Fakes and copies United Kingdom

Van Meegeren’s secret supplies

Documents reveal the forger placed bulk orders for lapis lazuli from UK art suppliers Winsor & Newton

A Van Meegeren "Vermeer"

LONDON. A secret Scotland Yard report shows that the notorious Dutch forger Han van Meegeren bought rare lapis lazuli paint for his “Vermeers” from Winsor & Newton. Early in 1931 he purchased what may have been the equivalent of eight years’ total sales of the pigment by the UK firm, which was one of the few anywhere in the world to market it.

Made from ground lapis lazuli (mainly mined in Afghanistan), ultramarine was then more expensive by weight than gold. However, it was used by Vermeer in the 17th century, and Van Meegeren did not want to use modern synthetic blues for fear it would expose his fakes.

The Metropolitan Police’s Special Branch file on Van Meegeren was regarded as sensitive, and was not opened up under the normal 30-year period for official papers. The Art Newspaper submitted a Freedom of Information request, and the 1945 file has now been released.

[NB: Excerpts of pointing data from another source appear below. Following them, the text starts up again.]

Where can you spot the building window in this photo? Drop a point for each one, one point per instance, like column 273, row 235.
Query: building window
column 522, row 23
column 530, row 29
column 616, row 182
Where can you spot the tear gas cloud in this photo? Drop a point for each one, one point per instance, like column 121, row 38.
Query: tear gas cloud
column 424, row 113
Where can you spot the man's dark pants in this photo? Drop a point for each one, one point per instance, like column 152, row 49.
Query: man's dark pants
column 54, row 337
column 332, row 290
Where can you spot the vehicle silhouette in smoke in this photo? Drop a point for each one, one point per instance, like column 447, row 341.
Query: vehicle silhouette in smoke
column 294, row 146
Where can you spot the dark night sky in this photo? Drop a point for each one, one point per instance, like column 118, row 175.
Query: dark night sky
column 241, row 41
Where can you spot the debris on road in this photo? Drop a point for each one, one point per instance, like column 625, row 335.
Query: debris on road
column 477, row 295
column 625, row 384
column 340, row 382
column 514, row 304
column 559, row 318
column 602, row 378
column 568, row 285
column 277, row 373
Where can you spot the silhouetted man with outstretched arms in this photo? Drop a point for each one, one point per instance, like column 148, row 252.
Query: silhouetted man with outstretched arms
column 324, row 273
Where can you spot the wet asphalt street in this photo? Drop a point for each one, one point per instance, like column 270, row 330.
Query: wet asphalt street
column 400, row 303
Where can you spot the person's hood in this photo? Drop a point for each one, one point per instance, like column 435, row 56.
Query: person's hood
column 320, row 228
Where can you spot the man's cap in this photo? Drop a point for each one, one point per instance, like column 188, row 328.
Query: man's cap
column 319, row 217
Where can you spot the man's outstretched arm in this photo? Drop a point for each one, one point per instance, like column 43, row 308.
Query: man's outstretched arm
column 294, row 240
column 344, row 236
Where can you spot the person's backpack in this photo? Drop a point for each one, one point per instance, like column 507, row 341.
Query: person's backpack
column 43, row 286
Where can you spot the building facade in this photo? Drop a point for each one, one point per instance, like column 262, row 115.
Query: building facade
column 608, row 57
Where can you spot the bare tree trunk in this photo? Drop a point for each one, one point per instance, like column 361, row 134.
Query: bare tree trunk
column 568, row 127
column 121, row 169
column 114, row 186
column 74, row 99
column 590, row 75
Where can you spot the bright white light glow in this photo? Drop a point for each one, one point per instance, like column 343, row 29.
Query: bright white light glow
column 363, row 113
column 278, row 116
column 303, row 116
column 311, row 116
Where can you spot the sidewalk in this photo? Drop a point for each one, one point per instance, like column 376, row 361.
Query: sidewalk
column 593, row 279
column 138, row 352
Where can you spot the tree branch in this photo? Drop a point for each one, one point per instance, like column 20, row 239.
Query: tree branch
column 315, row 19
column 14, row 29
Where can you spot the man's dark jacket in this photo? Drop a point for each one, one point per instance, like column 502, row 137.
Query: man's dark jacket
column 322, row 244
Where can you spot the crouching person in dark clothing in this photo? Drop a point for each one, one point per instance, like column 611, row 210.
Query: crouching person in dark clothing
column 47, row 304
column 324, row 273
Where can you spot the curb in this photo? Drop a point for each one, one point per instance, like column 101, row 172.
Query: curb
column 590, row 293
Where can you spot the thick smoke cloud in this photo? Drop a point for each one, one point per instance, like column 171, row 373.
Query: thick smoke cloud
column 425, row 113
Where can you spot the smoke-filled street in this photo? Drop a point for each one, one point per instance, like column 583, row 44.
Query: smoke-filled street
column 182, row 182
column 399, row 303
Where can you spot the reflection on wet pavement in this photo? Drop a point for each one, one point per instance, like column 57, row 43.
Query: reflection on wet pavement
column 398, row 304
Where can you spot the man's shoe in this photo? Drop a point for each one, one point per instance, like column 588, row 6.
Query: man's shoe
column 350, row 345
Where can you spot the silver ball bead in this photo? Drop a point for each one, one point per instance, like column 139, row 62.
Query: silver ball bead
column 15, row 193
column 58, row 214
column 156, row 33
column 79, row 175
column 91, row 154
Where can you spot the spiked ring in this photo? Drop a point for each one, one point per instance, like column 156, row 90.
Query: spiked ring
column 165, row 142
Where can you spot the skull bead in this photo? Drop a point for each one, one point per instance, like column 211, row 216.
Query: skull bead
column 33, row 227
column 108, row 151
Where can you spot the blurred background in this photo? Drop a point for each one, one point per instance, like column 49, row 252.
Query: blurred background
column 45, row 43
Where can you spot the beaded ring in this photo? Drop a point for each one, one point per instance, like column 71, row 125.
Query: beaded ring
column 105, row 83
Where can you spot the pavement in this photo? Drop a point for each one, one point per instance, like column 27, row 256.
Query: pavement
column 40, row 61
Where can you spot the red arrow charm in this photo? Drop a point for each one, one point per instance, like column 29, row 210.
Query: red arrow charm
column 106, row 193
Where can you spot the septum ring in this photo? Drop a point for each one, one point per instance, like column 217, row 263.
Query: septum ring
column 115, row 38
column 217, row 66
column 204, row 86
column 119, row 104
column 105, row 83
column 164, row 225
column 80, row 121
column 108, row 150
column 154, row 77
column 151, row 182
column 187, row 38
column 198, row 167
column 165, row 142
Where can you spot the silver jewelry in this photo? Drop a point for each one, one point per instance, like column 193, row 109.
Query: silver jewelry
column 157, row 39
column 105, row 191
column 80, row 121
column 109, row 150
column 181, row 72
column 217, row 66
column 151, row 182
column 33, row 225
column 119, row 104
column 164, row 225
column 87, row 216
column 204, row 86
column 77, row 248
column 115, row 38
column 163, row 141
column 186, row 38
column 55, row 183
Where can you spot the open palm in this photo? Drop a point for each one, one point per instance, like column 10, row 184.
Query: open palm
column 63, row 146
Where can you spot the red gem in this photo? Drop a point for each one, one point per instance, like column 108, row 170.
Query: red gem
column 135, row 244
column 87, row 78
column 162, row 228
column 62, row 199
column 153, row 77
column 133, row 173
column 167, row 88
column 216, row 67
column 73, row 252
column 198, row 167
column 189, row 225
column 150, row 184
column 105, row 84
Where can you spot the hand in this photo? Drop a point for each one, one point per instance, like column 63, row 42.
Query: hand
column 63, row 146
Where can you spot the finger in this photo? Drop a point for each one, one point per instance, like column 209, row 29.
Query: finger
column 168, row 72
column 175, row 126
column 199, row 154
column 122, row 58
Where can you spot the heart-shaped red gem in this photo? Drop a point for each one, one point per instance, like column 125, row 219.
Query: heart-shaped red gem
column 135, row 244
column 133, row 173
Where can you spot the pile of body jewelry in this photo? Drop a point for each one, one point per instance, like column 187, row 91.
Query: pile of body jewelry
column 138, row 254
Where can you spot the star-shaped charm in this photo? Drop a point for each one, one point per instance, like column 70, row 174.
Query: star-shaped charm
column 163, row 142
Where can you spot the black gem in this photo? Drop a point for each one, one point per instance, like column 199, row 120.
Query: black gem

A report dated 30 August 1945 records that Special Branch was taking up the Van Meegeren case at the request of the Netherlands’ ministry of justice. This followed enquiries concerning the “collaborationist activities” of Van Meegeren. He was then in custody in Amsterdam, trying to prove that he had not collaborated with the Nazis, but had sold a fake Vermeer to German leader Hermann Göring.

Factory bombed

Van Meegeren claimed that in 1931 he had bought ultramarine paint for the Vermeer fakes from Winsor & Newton. Its London factory was bombed during the second world war, but the stockbooks had been salvaged and were inspected by director Frank Popplewell. A Dutch translation of his statement was presented to the Amsterdam court.

The Scotland Yard report records a flurry of four Winsor & Newton orders in February-May 1931 from unnamed customers for a total of just under 12 ounces of ultramarine, worth around £50. Van Meegeren admitted that he had purchased four ounces, but it may well have been more. The police concluded that “there is every possibility that one, or even all the amounts enumerated were supplied to his order”. In a normal year, the company sold only one or two ounces of ultramarine.

For the trial, there was a scientific examination of Van Meegeren’s fake paintings. This showed that he had used natural ultramarine for Christ’s robe in The Supper at Emmaus, 1937 (left). However, he used a modern cobalt blue in the later forgery that was sold to Göring, Christ with the Adulteress, 1942. Natural ultramarine was not available in the Netherlands and during the war he could no longer buy it from Winsor & Newton. In 1947 Van Meegeren was found guilty, and a month later he died of a heart attack.

Winsor & Newton no longer makes natural ultramarine, be­cause it is now too difficult and expensive to obtain lapis lazuli.